What do the data tell us?
Too often, important decisions in education are made based on beliefs, ideology, politics, and, at best, incomplete information. When there is evidence, it is usually scarce, disorganized, and inconclusive. As a result, educators don’t ask the critical question: “What does the data tell us?”
As part of its “catalyst” role, the Wing Institute is partnering with Supporting Evidence (www.supportingevidence.com ) to launch a “data mining” initiative on its web site to help answer this question. The term “data mining” is frequently used in information technology. It generally refers to a process for collecting and analyzing data in order to identify trends, patterns, and relationships. The goals of the Wing Institute’s data mining are:
- Conduct an ongoing search for relevant research, data, and policy analyses.
- Conduct this research in the context of a “gap analysis”, by which fundamental questions are framed and knowledge gaps are identified.
- Display this information in accessible formats.
- Discuss implications of research and make suggestions for additional study.
- Provide an electronic community for the exchange of ideas, feedback and additional information.
Our data mining initiative is not designed to offer reviews of the research in terms of design, statistics, or conclusions.
Gap Analysis
The purpose of the “gap analysis” is to identify:
- critical questions that need to be answered to provide effective, evidence-based education (what we need to know)
- existing information that answers these questions (what we do know)
- “gaps” in the knowledge base (what we don’t know)

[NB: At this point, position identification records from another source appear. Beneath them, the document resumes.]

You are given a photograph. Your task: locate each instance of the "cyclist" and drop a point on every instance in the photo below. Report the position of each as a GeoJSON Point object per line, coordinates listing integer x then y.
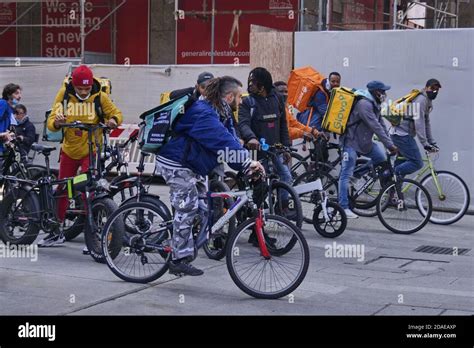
{"type": "Point", "coordinates": [403, 136]}
{"type": "Point", "coordinates": [365, 121]}
{"type": "Point", "coordinates": [25, 131]}
{"type": "Point", "coordinates": [80, 94]}
{"type": "Point", "coordinates": [195, 91]}
{"type": "Point", "coordinates": [262, 115]}
{"type": "Point", "coordinates": [192, 154]}
{"type": "Point", "coordinates": [11, 96]}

The initial questions are identified in the following graphic:

The gap analysis is organized into four areas of evidence: students, teachers, systems, and home. Each area has its own landing page and “gap analysis” heuristic.
SupportingEvidence.com
The Wing Institute would like to acknowledge the efforts of Scott Gibson of Supporting Evidence for his support in developing the “Data Mining” area of our web site. Supporting Evidence provided inspiration in conceptualizing and constructing “Data Mining”. We are please to announce that Scott will continue to be an active participant in research and display of data on the Wing Institute site. We also recommend you visit www.SupportingEvidence.com to see graphical displays of a variety of data on education, government, and health topics. The goal of Supporting Evidence is to collect data from reliable sources, compare and combine it in interesting ways, and publish understandable charts that inform, entertain, and support better decision-making. You will find it fascinating and we believe it is well worth a visit to explore the site.
Data Mining Tools
Guide to Evaluating Research and Definitions
The Wing Institute recommends the Institute of Education Science’s guide as a valuable tool in evaluating the validity and reliability of educational research. The guide has been designed to be practical and user-friendly for anyone interested in identifying those practices that meet rigorous standards from those that do not.

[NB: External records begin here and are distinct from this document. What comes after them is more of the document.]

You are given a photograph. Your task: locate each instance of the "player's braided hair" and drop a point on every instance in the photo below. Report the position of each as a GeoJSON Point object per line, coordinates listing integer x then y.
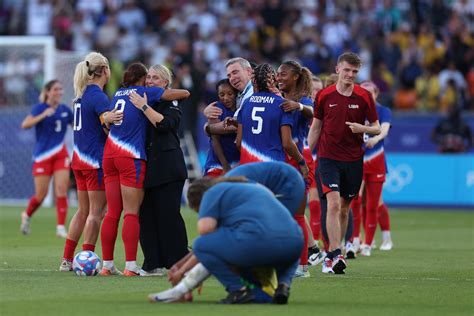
{"type": "Point", "coordinates": [197, 189]}
{"type": "Point", "coordinates": [263, 76]}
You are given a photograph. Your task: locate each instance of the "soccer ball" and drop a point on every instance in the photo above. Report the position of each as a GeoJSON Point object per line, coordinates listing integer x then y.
{"type": "Point", "coordinates": [86, 263]}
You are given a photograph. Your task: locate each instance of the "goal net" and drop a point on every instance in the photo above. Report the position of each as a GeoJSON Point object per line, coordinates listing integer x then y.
{"type": "Point", "coordinates": [26, 64]}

Identifying and Implementing Educational Practices Supported By Rigorous Evidence: A User-Friendly Guide, 2003
The field of K-12 education contains a vast array of educational interventions—such as reading and math curricula, school-wide reform programs, after-school programs, and new educational technologies—that claim to be able to improve educational outcomes and, in many cases, to be supported by evidence. This evidence often consists of poorly designed and/or advocacy-driven studies. State and local education officials and educators must sort through a myriad of such claims to decide which interventions merit consideration for their schools and classrooms. Many of these practitioners have seen interventions, introduced with great fanfare as being able to produce dramatic gains, come and go over the years, yielding little in the way of positive and lasting change—a perception confirmed by the flat achievement results over the past 30 years in the National Assessment of Educational Progress long-term trend.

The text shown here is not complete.